Fashion Models:
Deep Thoughts

  • The Rain

    The Rain

    It was a day of rain.

    The day started out as most days. My children rolled out of their warm beds and made their way out of my house to go to school. In their paths they left discarded pajamas, cuddling blankets and wet towels on the floor. I went through my quiet house and put all things back in their places and then sat down to enjoy my morning coffee.

    I watched the rain through the window.

    To some ... the rain provokes feelings of loneliness - sadness. With it's dreary skies and its gray face. To me, it is a relief. A time for the world to cleanse itself. A time for me to slow down.

    Peaceful.

    Quiet.

    It is dark in my house as the day wears on, and yet it is the middle of the day. I am always sort of stunned by how the darkness soothes me and how easily I am drawn into it. I have to wonder where this joy comes from. Wonder why I am at home in the darkness.

    I want it to rain.

    I want there to be this darkness in the middle of the day - to envelope my house.

    To envelope me.

    I like the way it makes me feel.

    Cozy and warm ...

    The silence of it ...

    The calming affect it has on me.

    I think the rain cleanses me - like I am the earth.

    It's as if the darkness renews me - like I am somehow pulled back into the womb.

    I do appreciate the warmth of the sun, but ... I love it when it is sometimes replaced by the rains.

    I am alone, I know ...

    running towards the darkness ...

    embracing it ...

    yearning for it ...

    allowing it to seep easily ... into my joyful soul.

    I am alone ...

    And yet ...

    I am peaceful.

  • My Greatest Fear

    My Greatest Fear

    I was visiting Slouching Past 40 the other day and her post "What's Brewing" triggered me to leave this comment:

    Okay - I have two teenage girls (15), one 10 year old boy and a 6 year old daughter. If I can do it (BELIEVE ME) - YOU CAN DO IT! My twins and I don't see eye to eye on anything. If I say black, they say white. It has taken me along time to realize that they have spent a lot of years learning from me and now ... they are trying desperately to try "it" on their own. I am still the center of their world. They don't express this in the same way they did when they were small (not even close) - but I find the signs - I "hear" the words between the rebellious tones and snide remarks -I "catch" a sparkle in a rolling eye - I "sense" that we are still attached. It is merely a change - a shift. And it is painful for both mother and child. When we hang on too tight - it becomes a fight. If there is one thing I am learning - it is to trust that they have learned all that I have been trying to teach them. That's what it is really all about - becoming independent (whatever the age). Imagine a little bird in a nest and how dependent that chick is on that mother and then how one day they get up on the rim of that nest, jump off and fly. They are all going to fly - our children -that's what we are teaching them to do. Some of us (like me) are going to be screaming, "Watch out for that tree. Don't fly too fast! Watch where you are going!" And other mothers won't have to scream - cuz that's just their way. These children know our ways. Your children know your ways. Trust that you have done a good job and will continue to do a good job and then let them fly. And keep your eyes open and watch ... because it is something to behold!
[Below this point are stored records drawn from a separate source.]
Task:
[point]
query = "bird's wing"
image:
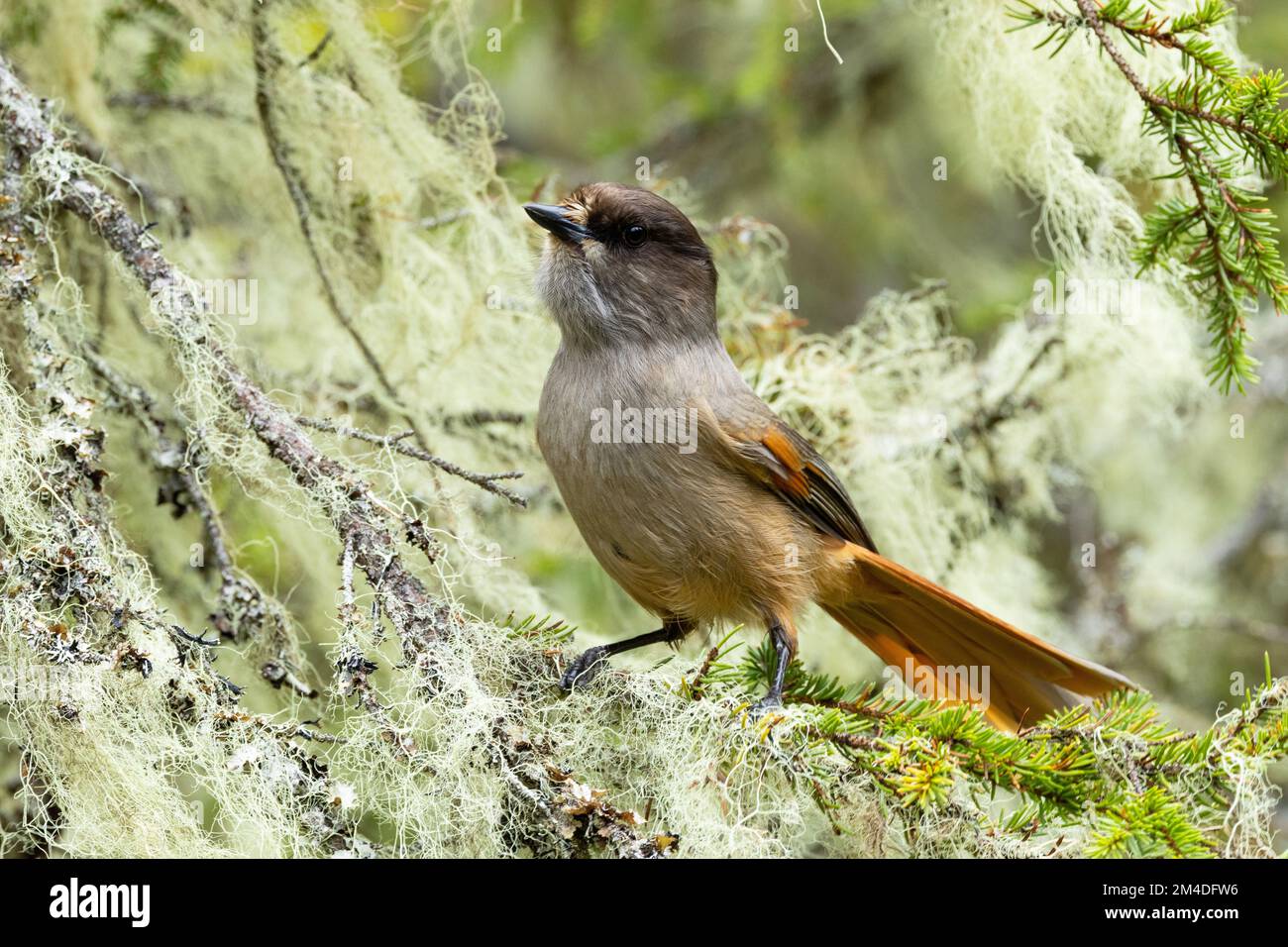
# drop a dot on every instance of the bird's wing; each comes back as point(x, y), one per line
point(764, 447)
    (Yep, sometimes I leave really long comments. Some of my comments are longer than my own actual posts).

    I wanted to share this because my twin daughters are on the rim of our nest. They haven't jumped off yet - but they are certainly spreading their wings. They are beginning to feel the breeze. It won't be long before they take that leap.

    And these are not humming birds in my nest - these are majestic Eagles. The day they do fly - they will not flutter away. They will not go out of here quietly. When my Eagles fly - they will soar...

    My greatest fear is not the leap or the possible fall. It is not the technique or the ability. I truly believe I have prepared them for the flight. My greatest fear is that ... they will never come back.